Никандров вдруг остановился и тихо проговорил:

— Пропади все пропадом, господи… Я всегда знал — чего не хочу, а чего — желаю. Скорей бы вырваться отсюда… К черту на кулички! Куда угодно! Только б поскорей… Ну, вот мой подъезд. Пошли, я поставлю чаю и покажу вам рукописи…

Поднимаясь по лестнице, Бленер сказал:

— Вы первый абстрактный спорщик, которого я встретил в Москве. Все остальные лишь бранят друг друга. А вы не останавливаетесь на частностях…
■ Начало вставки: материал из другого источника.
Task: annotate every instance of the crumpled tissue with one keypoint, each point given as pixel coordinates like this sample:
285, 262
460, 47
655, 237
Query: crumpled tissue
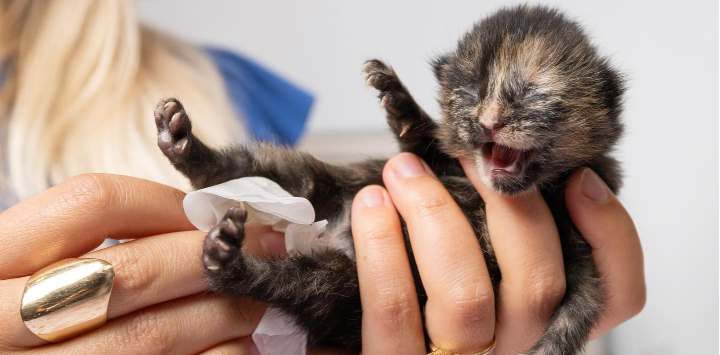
268, 204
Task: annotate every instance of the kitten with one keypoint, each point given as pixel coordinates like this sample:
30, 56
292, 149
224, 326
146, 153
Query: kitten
524, 95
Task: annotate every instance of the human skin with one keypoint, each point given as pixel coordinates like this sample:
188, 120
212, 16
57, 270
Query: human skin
159, 302
155, 311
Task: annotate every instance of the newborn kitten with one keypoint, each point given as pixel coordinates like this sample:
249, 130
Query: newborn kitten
524, 95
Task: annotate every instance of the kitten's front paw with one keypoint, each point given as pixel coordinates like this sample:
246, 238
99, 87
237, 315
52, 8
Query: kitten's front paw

— Так вы — иностранец. Вас частности более всего интересуют, общее — у вас свое… Буду я вам частность открывать! Я мою землю, кто бы ею ни правил, люблю и грязное белье выворачивать вам на потребу не стану. Я есть я, интересую я вас — милости прошу, а нет — стукнемся задницами, и адье…

2

Чичерин зябко поежился и накинул на плечи короткую заячью безрукавку. Левый висок тянуло долгой, нудной болью: долго сидел над документами — дипкурьеры только что привезли последнюю почту из Берлина и Лондона.

Иоффе в своем подробном донесении из Берлина писал:

...

«Канцлер заявил мне, что он считает русско-германское сотрудничество барьером на пути политического экспансионизма Франции и экономического натиска Англии. Он считает, что главным препятствием в осуществлении плана экономического и культурного обмена будут не столько внешние силы, сколько внутренняя оппозиция со стороны мощного рурского капитала. Ратенау подчеркнул, что безответственная жестокость контрибуции, наложенной Версальским договором на Германию, позволяет сейчас изолировать крайний экстремизм германского капитала, ибо производители — рабочие и крестьяне, а также патриотически настроенная интеллигенция будут, безусловно, поддерживать кабинет в его попытках наладить равноправные отношения с великой державой — пусть даже этой державой окажется коммунистическая Россия…»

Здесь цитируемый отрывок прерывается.